Unterrichtsmaterial über den Völkermord an den Armeniern im Osmanischen Reich 1915/16 von Jörg Berlin

Kapitel

06. Massaker an den Armeniern in den Jahren 1894-1896, 1909 und an Griechen 1914 vor dem Genozid

Dokument 6.01

Hinweise für Lehrkräfte

Behörden deuten Widerstandsaktionen der Armenier gegen räuberische Kurden als staatsfeindliche Aktionen. Aus der Abwehr von Verhaftungen resultieren Kampfhandlungen mit Militär.

Quelle

Bliss, E.M., Turkey and the Armenian Atrocities, (New York) 1896, S. 373 ff.






Wir hinderten sie daran.

Aus dem Bericht eines armenischen Dorfbewohners über Ereignisse in der Nähe von Sassun 1894


Mein Name ist Asdadur Giragosian. Meine Heimat war ... in dem zentralen Dorf ... des Tales von Geligozan. Bis 1894 ging es meiner Familie – wie den meisten Familien in Sassun – immer besser. Die Kurden in unserer Umgebung waren insgesamt gesehen friedlich. Gleichwohl stahlen sie häufig Rinder und Schafe, wie es ihren Gewohnheiten entspricht. Aber wir waren im Allgemeinen in der Lage unsere Tiere - oder an deren Stelle andere – zurückzuholen. Im Frühjahr 1894 begannen die Kurden unsere Schafe in einer sehr viel dreisteren Art wegzutreiben als gewöhnlich.

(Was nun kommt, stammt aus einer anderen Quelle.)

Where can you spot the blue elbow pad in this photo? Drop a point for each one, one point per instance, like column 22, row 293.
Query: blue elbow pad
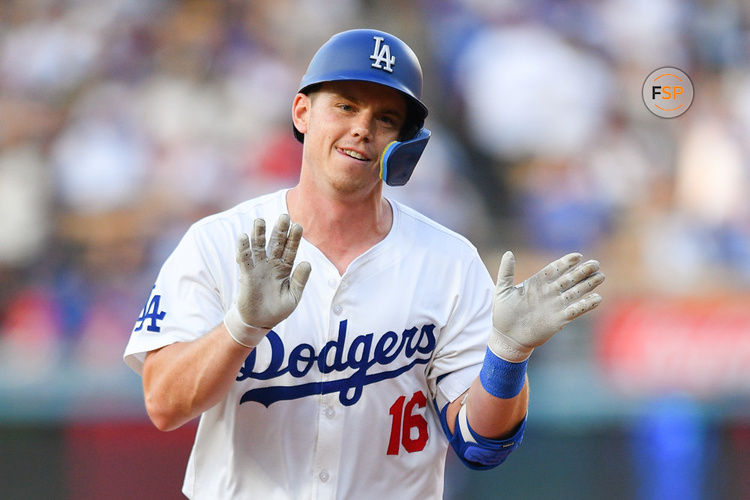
column 478, row 452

Um die gleiche Zeit ließ die Regierung, die vermutete, es gäbe viele bewaffnete Revolutionäre in Sassun, nach solchen suchen. Es gelang jedoch nicht, welche zu finden.

Dann wollten sie mehrere unserer führenden Persönlichkeiten festnehmen und diese als Revolutionäre nach Mush abführen.

Sie behaupteten: Ihr habt hier revolutionäre Gesellschaften… Wir leisteten Widerstand und hinderten sie daran, unsere Leute abzuführen. Wie ich sagte, machten die Kurden in diesem Frühjahr mehrere Überfälle und trieben unser Vieh weg. Wir folgten ihnen und retteten unsere Tiere. Dabei töteten wir ein oder zwei Männer, die wir so beerdigten, dass sie diese nicht finden konnten. Zweimal überfielen sie uns mit diesem Ergebnis, aber beim dritten Mal konnten wir die Kurden, die wir getötet hatten, nicht beerdigen. Sie nahmen diese mit nach Mush, zeigten sie den Behörden. Es folgte ein großer Tumult, und es hieß: „Die Armenier von Sassun haben rebelliert und moslemische Einwohner massakriert.“ Außerdem: „Sie sind mit Gewehren und Kanonen bewaffnet.“

Die türkischen Behörden bedienten sich dieses Vorwands und hetzten die Kurden auf, die armenischen Dorfbewohner anzugreifen und sie zu massakrieren. Aber obwohl die Kurden durch die Behörden gut bewaffnet worden waren, konnten wir ihnen dank unserer günstigen Position fünfzehn Tage erfolgreich standhalten. ... Während dieser Zeit wurden in Mergemozen rasch türkische Soldaten zusammengezogen. Etwa 25 Bataillone von Soldaten wurden dort gesammelt.

In dem Kampf mit den Kurden verloren wir nur sieben Mann, aber drei armenische Dörfer wurden verbrannt. Nun begannen die herangeführten Soldaten anzugreifen. An einem Tag hörten wir den Klang ihrer Signalhörner, und einen ganzen Tag rückten sie unter großem Lärm vor und belagerten Geligozan von drei Seiten. Der Weg zu einem sehr hohen Berg namens Andok war offen und wir konnten unsere Familien und Herden dorthin bringen, aber in hastiger Weise und unter Schusswechseln mit türkischen Soldaten. ... Wir hatten das Dorf bereits verlassen und oberhalb zwischen den Felsen Zuflucht gefunden. Unsere Position ermöglichte es uns, ihnen den ganzen Tag zu widerstehen, aber wir mussten zusehen, wie sie das Dorf Husentsik abbrannten. Gegen Abend machten sie einen energischen Angriff und kamen näher an uns heran. Unsere Munition war fast verschossen und wir begannen uns zurückzuziehen.